Eine große britische Fernsehstation - es könnte Sky, sein, oder BBC -bekommt ein Video zugespielt, wahlweise läuft es zunächst auf Al-Dschasira. Darauf: eine Person, die Augen verbunden, in Fesseln auf dem Boden knieend. Eine vermummte Gestalt hält eine Kalaschnikow an die Schläfe der Person. Daneben eine andere, ebenso vermummte Gestalt, sie fuchtelt mit den Armen wie wild, redet ohne Unterlass - arabisch, persisch?
Jeder kennt diese Bilder, hat sie gesehen - und weiß, dass sie angesichts der Kriege im Irak und Afghanistan wiederkommen werden. Sie sind die neuen Waffen in einer neuen Welt des Krieges. Ab Mai soll Prinz Harry als Truppenführer eines Aufklärungskommandos in den Irak ziehen. Dann könnte er auf einem solchen Video zu sehen sein, mit verbundenen Augen, auf dem Boden kniend. Doch daran scheint im Vereinigten Königreich niemand auch nur denken zu wollen.
Zur Begrüßung die Ohren abschneiden
Ein Prinz zieht aus, um die Sicherheit des Königreichs in der Ferne zu verteidigen - Prinz Andrew, Duke of York, hat es im Falkland-Krieg vorgemacht. Und ist zum Helden geworden, zum Schmuck des Königshauses. Doch die Zeiten haben sich geändert: Heute kursieren in den Milizenlagern im Irak Bilder von Harry, er ist das "Ziel aller Ziele" - und in der "Green Zone" wollen sie ihn begrüßen, indem sie ihm die Ohren abschneiden.
Sicher, die Briten sorgen sich um den jüngsten Spross von Thronfolger Charles.
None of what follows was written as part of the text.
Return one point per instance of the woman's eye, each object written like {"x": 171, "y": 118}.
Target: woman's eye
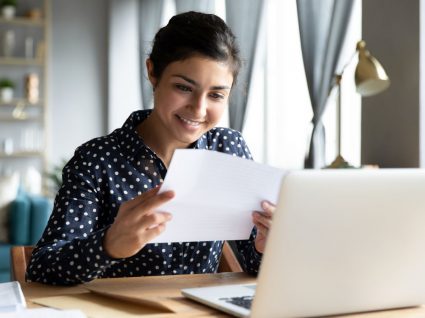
{"x": 183, "y": 88}
{"x": 217, "y": 96}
Vor dem Hintergrund des blutigsten Monats im Irak mit elf Toten unter den britischen Soldaten beginnen sie Fragen zu stellen: Darf ihr geliebter Harry, Sohn der wunderbaren Lady Di, Bruder des noch mehr geliebten William, zu Kanonenfutter gemacht werden?
Die Milizen bilden schon Sondereinheiten
Angesichts der über 130 Geiselnahmen in den letzten vier Jahren ist jedoch die Gefahr weit höher, dass auch Harry entführt wird. Einem Zeitungsbericht zufolge haben radikale Schiiten zu diesem Zweck bereits eine Sondereinheit gebildet. "Unser Ziel ist es, Harry gefangen zu nehmen", sagte Abu Mushtaba, ein Kommandant der Mahdi-Armee, der britischen Zeitung "The Guardian". Es gebe Informanten in den britischen Stützpunkten, die der Miliz die Ankunft des Prinzen sofort melden würden.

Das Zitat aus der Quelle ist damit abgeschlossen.